You’re … so manly = You need a shave and you sweat a
lot
You’re certainly attentive tonight = Is sex all you ever think
about?
I’m not emotional! And I’m not overreacting! = I’ve got my
period
Be romantic, turn out the lights = I have flabby thighs
This kitchen is so inconvenient = I want a new house
I want new curtains = and carpeting, and furniture, and
wallpaper…..
I need wedding shoes = the other 40 pairs are the wrong shade
of white
Hang the picture there = NO, I mean hang it there!

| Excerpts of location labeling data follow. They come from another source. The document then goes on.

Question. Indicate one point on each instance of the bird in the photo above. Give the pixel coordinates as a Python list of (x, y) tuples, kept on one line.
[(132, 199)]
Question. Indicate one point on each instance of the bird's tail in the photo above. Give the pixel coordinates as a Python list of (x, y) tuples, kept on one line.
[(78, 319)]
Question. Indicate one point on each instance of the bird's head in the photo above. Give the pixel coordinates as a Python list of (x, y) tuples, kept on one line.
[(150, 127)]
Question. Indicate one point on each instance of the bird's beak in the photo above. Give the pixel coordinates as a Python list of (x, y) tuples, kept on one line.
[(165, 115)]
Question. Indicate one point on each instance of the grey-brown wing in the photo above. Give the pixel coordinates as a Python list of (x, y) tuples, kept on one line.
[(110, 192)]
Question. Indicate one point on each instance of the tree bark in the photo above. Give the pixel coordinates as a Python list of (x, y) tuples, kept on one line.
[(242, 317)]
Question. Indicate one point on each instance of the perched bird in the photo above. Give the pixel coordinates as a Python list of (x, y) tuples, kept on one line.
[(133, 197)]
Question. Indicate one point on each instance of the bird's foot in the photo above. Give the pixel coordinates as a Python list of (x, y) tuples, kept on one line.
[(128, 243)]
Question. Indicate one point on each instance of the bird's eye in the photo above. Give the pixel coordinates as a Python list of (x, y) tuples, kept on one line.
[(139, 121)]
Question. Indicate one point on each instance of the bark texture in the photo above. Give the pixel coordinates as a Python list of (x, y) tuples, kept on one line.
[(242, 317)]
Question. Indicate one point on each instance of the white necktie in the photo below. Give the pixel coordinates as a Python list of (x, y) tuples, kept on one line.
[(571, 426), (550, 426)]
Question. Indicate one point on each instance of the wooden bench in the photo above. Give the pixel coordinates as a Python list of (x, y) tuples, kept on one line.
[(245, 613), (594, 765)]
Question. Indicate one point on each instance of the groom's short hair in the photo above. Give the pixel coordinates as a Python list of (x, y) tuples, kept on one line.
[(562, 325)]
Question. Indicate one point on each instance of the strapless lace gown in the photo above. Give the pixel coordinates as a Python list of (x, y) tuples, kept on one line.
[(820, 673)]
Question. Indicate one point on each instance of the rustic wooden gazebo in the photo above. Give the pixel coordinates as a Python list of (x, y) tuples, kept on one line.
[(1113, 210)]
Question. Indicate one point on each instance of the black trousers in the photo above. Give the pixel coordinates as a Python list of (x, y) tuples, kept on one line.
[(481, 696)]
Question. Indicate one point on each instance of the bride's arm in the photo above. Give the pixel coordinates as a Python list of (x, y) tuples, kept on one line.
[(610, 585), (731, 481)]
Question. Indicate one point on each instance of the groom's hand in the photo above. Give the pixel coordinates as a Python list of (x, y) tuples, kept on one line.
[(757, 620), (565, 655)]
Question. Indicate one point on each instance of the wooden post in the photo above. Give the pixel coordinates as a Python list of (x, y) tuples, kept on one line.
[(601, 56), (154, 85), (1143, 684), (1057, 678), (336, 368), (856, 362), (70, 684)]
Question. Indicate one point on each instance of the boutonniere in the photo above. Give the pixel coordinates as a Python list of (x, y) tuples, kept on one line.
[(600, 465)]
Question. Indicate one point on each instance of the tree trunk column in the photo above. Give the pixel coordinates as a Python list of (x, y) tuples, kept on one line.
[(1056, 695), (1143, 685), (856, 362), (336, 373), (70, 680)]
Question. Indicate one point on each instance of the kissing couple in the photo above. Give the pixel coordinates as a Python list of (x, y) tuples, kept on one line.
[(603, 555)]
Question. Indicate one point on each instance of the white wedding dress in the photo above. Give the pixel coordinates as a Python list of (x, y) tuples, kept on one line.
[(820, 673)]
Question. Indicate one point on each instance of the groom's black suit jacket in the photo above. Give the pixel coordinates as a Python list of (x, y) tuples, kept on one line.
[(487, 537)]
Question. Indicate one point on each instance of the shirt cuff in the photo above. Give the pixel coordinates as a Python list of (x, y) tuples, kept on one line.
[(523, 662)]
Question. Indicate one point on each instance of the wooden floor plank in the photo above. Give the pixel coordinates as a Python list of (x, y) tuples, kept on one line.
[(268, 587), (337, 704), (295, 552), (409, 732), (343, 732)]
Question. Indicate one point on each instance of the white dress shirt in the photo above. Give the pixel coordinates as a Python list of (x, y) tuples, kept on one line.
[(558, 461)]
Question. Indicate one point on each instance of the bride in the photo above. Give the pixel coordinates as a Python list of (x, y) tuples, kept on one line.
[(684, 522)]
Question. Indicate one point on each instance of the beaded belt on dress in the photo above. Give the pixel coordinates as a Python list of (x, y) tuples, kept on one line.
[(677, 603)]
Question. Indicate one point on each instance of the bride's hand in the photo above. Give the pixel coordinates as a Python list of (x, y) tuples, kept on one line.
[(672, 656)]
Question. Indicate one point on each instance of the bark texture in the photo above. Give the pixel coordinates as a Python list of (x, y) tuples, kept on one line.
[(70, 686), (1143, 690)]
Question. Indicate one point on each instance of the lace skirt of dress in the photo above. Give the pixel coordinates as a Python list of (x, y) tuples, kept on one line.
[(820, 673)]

I heard a noise = I noticed you were almost asleep
Do you love me = I’m going to ask for something expensive
How much do you love me = I did something today you’re really
not going to like
I’ll be ready in a minute = Kick off your shoes and find a
good game on TV
Is my butt fat = Tell me I’m beautiful
You have to learn to communicate = Just agree with me
Are you listening to me! = [Too late, you’re
dead.]
Yes = No
No = No
Maybe = No
I’m sorry = You’ll be sorry
Do you like this recipe = It’s easy to fix, so you’d better
get used to it
Was that the baby = Why don’t you get out of bed and walk him
until he goes to sleep.
I’m not yelling! = Yes I am yelling because I think this is
important
All we’re going to buy is a soap dish = It goes without saying
that we’re stopping at the cosmetics department, the shoe
department, I need to look at a few new purses, and those pink
sheets would look great in the bedroom and did you bring your
checkbook?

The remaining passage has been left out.